Not everyone, though, thinks moving nonpartisan May races is a good idea.
Dallas ISD trustee Miguel Solis said that having the district’s tax ratification election on the November ballot certainly helped its cause, “because the type of voters that showed up tended to be more pro-public education and therefore more pro-tre.”
Four propositions from DISD, including a 13-cent increase in the tax rate, all passed comfortably.
But “partisanizing” local races, like school board elections, would have unintended consequences, Solis said.
“Nonpartisan, local government is our last best hope at getting stuff done without party dynamics getting in the way like it does in Austin and D.C.,” he said.
The mayor’s initial push for November elections came earlier this year, after a survey of Dallas voters was commissioned by The Dallas Morning News and conducted by Baselice & Associates. More than half of respondents said they’d be more likely to vote in November of an even-numbered year than May of an odd-numbered year.
Over 54 percent of eligible voters — 727,371 — cast their ballots in Dallas County on Tuesday. Historically, voter turnout in elections for District 4 — which covers parts of Oak Cliff — is low, much as it is with other Dallas council races.

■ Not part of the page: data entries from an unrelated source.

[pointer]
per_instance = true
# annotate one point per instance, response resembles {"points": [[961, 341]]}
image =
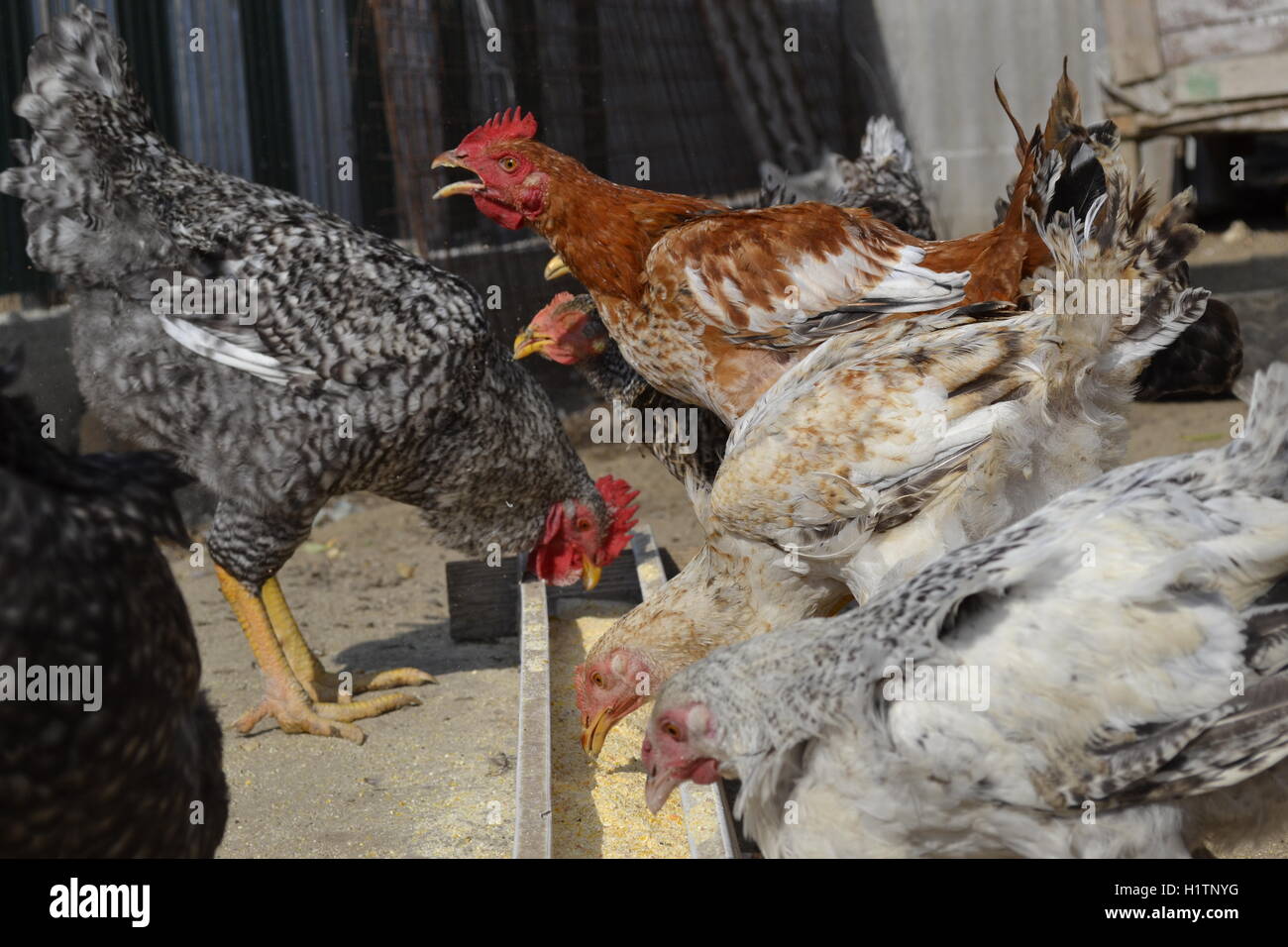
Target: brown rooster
{"points": [[712, 304], [890, 445]]}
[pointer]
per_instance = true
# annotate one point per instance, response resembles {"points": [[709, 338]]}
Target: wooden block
{"points": [[483, 600]]}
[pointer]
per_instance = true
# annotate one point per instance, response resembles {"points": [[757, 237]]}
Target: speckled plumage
{"points": [[893, 444], [86, 585], [881, 179], [1207, 357], [1136, 634], [370, 368]]}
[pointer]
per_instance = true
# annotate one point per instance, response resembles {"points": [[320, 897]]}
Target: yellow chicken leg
{"points": [[320, 684], [284, 698]]}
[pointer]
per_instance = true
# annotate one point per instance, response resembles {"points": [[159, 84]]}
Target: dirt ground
{"points": [[438, 780]]}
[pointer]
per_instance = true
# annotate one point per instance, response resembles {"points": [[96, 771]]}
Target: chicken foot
{"points": [[284, 698], [320, 684]]}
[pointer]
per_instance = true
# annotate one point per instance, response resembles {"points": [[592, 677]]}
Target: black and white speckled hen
{"points": [[112, 767], [347, 364], [881, 179], [1207, 359]]}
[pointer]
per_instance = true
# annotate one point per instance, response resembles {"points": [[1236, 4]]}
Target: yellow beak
{"points": [[462, 187], [557, 266], [528, 342], [592, 736]]}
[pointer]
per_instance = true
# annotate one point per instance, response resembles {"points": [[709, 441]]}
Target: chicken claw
{"points": [[284, 697], [317, 682]]}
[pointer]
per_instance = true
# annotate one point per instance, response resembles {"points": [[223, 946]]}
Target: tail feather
{"points": [[1263, 449]]}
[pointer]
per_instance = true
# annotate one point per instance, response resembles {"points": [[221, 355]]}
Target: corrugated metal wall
{"points": [[267, 99]]}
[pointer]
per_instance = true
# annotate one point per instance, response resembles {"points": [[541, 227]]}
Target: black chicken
{"points": [[128, 762], [568, 331], [334, 361]]}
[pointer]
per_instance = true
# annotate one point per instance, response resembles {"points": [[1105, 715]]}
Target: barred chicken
{"points": [[343, 364], [119, 753], [881, 179], [1134, 641]]}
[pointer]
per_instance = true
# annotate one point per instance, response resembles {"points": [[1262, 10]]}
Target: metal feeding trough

Citywide turnout in May 2017’s council races was 7.6 percent.
“I think that hurts in the long run,” Rawlings said. “I don’t think our society is better for it when we don’t have maximum political participation. And we, as political leaders, should be putting our own political issues off to the side and make it as easy for people to vote as possible.”
Rawlings said he was inspired by his trip to Buenos Aires two weeks ago, when he took part in the first Urban 20 Mayors Summit, which gathered mayors and representatives from 37 of the world’s major cities. In Argentina, voting is compulsory — in both general elections and primaries — for those between the ages of 18 and 70, with few exceptions.
Dallas will need to get permission from the Texas Legislature to move away from the uniform May election date, and Rawlings said that it will be a priority to find a legislator willing to carry a bill in the upcoming session to give the city that right. “That would allow us to do it, but ultimately, I think it should be up to the citizens or the city decided to do so,” Rawlings said.
Of the 10 largest cities in the state, four of them hold city council and/or mayoral elections in November: Austin, El Paso, Corpus Christi and Laredo. Matthew Wilson, an associate professor of political science at Southern Methodist University, said moving city elections to November would “certainly” drive more people to the polls, but there could be a significant drawback if those voters weren’t up to speed on the local races.
“The downside would be that you’d have a lot more uninformed voters participating in these elections,” he said.
That means down-ballot races would be decided by constituents who know little about the candidates or the issues driving their campaigns.
“If they are partisan races, and folks are generally fine with people voting based on political affiliation, that’s one thing,” Wilson said. “But if they’re nonpartisan, like the mayor’s race and other races in Dallas, then I don’t know how desirable it is to have a large number of people voting for these local offices essentially at random.”